Dividends are often synonymous with value investing, as they usually signify financial health and offer higher yields compared to their growth counterparts. A recent study by S&P Dow Jones Indices underscores that income-focused investment strategies often exhibit characteristics typical of value stocks. Companies with strong dividend yields and reasonable valuations frequently attract investor interest.

However, the Dividend Aristocrats Index does not strictly follow a value-only framework. The index includes a blend of both growth and value stocks. An extensive review from 1999 to 2022 showed that approximately 59.04% of its holdings were classified as value stocks, with the remaining 40.94% recognized as growth stocks.

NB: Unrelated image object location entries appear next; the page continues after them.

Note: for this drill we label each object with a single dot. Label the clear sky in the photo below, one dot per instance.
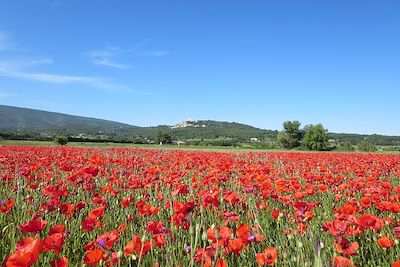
(163, 61)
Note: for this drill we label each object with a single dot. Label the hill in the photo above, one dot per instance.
(23, 123)
(24, 120)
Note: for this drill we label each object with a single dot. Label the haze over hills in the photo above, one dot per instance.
(15, 118)
(16, 122)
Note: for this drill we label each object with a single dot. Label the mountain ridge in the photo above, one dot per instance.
(44, 124)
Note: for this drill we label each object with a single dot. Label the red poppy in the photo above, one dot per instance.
(396, 264)
(244, 232)
(137, 246)
(53, 242)
(235, 245)
(59, 228)
(342, 245)
(33, 226)
(92, 257)
(26, 254)
(7, 206)
(97, 212)
(365, 202)
(369, 221)
(340, 261)
(60, 262)
(126, 201)
(385, 242)
(267, 257)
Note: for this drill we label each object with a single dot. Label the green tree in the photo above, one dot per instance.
(291, 135)
(315, 137)
(61, 140)
(366, 146)
(346, 146)
(163, 138)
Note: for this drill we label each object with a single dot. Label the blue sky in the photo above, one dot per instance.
(161, 62)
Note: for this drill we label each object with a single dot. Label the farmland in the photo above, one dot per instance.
(143, 207)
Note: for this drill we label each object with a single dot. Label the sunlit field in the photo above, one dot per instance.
(69, 206)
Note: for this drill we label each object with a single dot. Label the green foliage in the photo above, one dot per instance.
(163, 138)
(346, 146)
(291, 135)
(61, 140)
(315, 137)
(366, 147)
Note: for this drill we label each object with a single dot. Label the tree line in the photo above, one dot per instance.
(315, 137)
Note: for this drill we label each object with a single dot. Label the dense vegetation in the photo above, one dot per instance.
(28, 124)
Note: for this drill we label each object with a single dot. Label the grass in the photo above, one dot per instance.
(386, 149)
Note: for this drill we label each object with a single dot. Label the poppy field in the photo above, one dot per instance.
(70, 206)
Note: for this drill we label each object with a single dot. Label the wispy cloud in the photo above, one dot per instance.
(59, 79)
(5, 42)
(20, 63)
(4, 95)
(154, 53)
(106, 57)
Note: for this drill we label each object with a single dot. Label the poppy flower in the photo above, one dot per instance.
(92, 257)
(267, 257)
(6, 206)
(126, 201)
(369, 221)
(340, 261)
(26, 254)
(97, 212)
(59, 228)
(53, 242)
(33, 226)
(137, 246)
(342, 245)
(235, 245)
(396, 264)
(60, 262)
(244, 232)
(385, 242)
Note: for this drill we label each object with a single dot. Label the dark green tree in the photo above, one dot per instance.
(366, 146)
(163, 138)
(61, 140)
(291, 135)
(346, 146)
(315, 137)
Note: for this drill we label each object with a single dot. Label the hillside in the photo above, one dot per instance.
(31, 120)
(23, 123)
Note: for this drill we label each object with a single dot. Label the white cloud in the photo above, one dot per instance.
(5, 42)
(154, 53)
(105, 57)
(58, 79)
(19, 63)
(3, 95)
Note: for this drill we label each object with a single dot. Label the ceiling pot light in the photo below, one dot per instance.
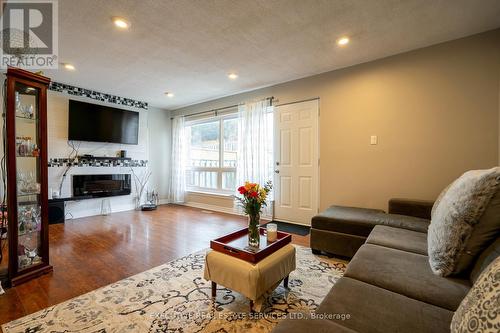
(342, 41)
(120, 22)
(69, 67)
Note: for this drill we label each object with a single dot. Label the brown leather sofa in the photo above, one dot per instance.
(388, 285)
(342, 230)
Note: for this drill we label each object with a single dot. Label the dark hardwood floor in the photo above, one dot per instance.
(92, 252)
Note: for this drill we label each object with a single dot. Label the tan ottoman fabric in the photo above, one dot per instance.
(250, 280)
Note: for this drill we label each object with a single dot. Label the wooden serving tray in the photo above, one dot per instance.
(236, 245)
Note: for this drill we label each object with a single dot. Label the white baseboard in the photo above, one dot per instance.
(215, 208)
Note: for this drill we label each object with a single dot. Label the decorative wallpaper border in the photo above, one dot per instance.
(82, 92)
(91, 162)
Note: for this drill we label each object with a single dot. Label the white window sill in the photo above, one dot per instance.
(211, 194)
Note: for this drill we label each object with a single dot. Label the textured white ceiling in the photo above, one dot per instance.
(188, 46)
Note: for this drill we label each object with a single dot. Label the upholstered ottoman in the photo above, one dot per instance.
(250, 280)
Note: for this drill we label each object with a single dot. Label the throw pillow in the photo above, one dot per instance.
(479, 311)
(455, 217)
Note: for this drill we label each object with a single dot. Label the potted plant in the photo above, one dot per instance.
(252, 200)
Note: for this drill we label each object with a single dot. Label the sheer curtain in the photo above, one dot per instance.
(177, 191)
(255, 142)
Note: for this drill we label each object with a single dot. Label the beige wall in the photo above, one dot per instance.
(435, 111)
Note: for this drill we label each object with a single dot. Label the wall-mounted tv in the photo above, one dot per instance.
(98, 123)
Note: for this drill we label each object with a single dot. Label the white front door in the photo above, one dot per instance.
(296, 162)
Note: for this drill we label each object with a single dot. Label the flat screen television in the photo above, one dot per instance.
(98, 123)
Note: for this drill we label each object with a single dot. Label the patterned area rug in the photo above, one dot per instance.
(174, 297)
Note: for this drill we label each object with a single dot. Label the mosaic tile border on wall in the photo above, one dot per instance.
(91, 162)
(82, 92)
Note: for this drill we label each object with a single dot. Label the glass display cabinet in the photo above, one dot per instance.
(27, 196)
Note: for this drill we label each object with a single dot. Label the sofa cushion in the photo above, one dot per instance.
(360, 221)
(408, 274)
(291, 324)
(373, 309)
(401, 239)
(348, 220)
(480, 309)
(453, 242)
(485, 259)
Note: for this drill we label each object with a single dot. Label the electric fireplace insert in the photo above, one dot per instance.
(99, 186)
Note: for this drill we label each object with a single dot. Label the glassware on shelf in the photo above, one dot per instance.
(27, 184)
(29, 219)
(26, 148)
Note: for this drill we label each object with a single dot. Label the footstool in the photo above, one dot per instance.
(250, 280)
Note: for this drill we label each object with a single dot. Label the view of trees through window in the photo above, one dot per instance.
(212, 155)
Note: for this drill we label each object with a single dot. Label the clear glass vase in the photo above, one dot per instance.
(253, 230)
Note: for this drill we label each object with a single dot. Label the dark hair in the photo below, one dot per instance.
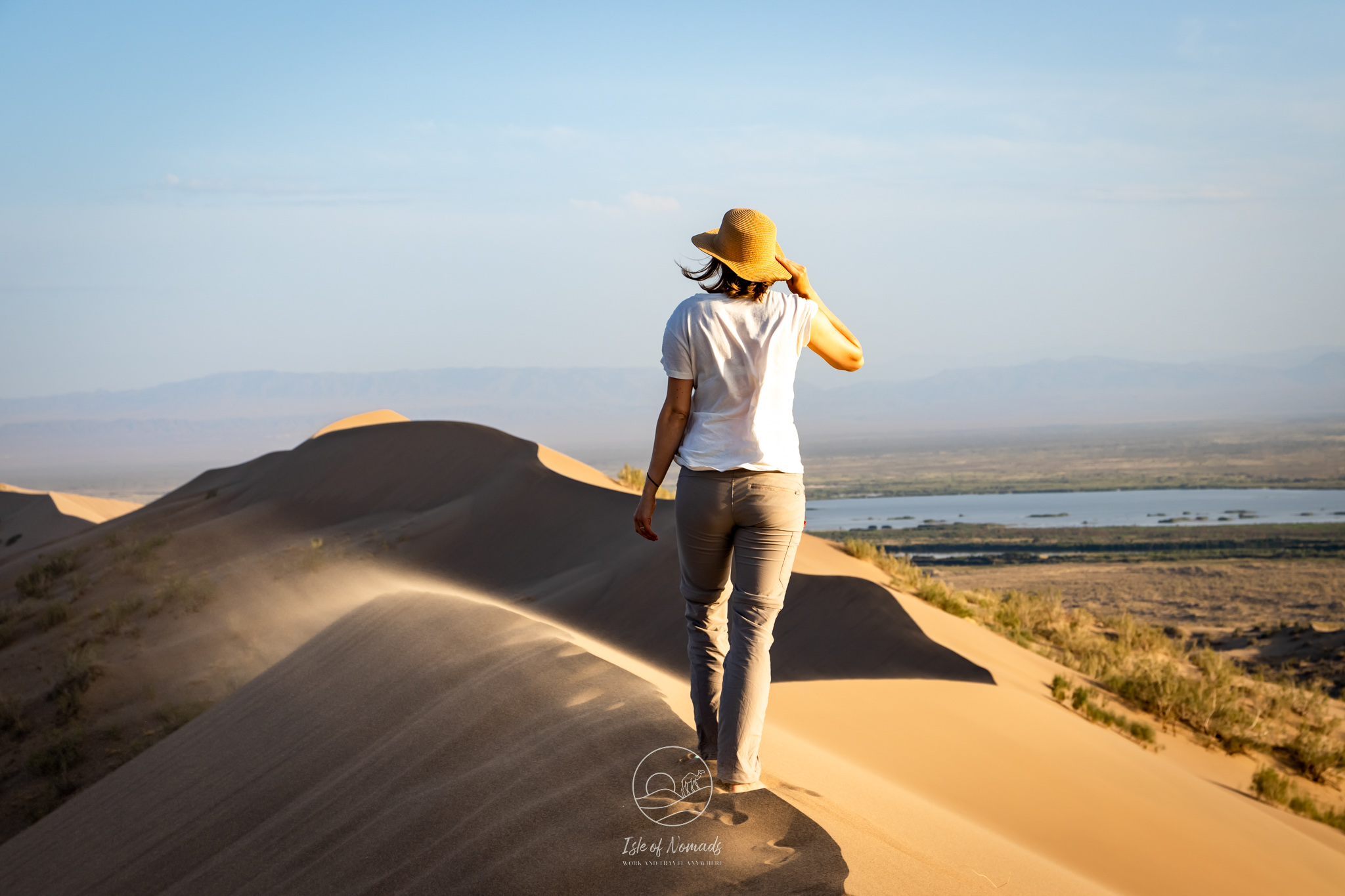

For the creation of this latest list, a Finviz screener was utilized to identify dividend companies featuring forward P/E ratios below 15 as of March 6, indicating they are trading under their intrinsic value. Out of this data set, 13 firms with the most significant hedge fund interest at the end of Q4 2023 were selected, ranked by the number of hedge funds that invested in them.

But why are hedge fund investments significant? Research shows that mirroring top hedge fund picks can lead to market outperformance. A quarterly newsletter has successfully guided investors in selecting 14 small-and large-cap stocks and has achieved a remarkable 373.4% total return since May 2014, outperforming its benchmark by 218 percentage points (see more details here).

Is Pfizer Inc. (PFE) The Best Cheap Dividend Stock To Buy Right Now?

Number of Hedge Fund Holders: 92

Forward P/E Ratio: 8.76

Pfizer Inc. (NYSE:PFE) is a global leader in pharmaceuticals, dedicated to manufacturing and distributing medical products. Recently, the company has heightened its focus on oncology, evidenced by its significant $43 billion acquisition of Seagen, aimed at enhancing its cancer treatment offerings. Pfizer anticipates substantial growth in oncology, aiming to double its patient base by 2030 and launch at least three new blockbuster medications, each expected to generate over $1 billion annually. With oncology revenues projected to increase by 25% in 2024, Pfizer’s initiatives in this sector are already showing promising results.

Additionally, Pfizer experienced a 12% increase in operational revenue from its non-COVID product lines, reflecting successful strategic measures. The company attained its net cost savings goal of $4 billion through realignment efforts and has since raised this target to around $4.5 billion by 2025. As part of its Manufacturing Optimization Program, Pfizer has set a goal of achieving $1.5 billion in net cost savings by 2027, with early benefits expected in late 2025. The company expresses optimism about regaining its pre-pandemic profit margins in the forthcoming years.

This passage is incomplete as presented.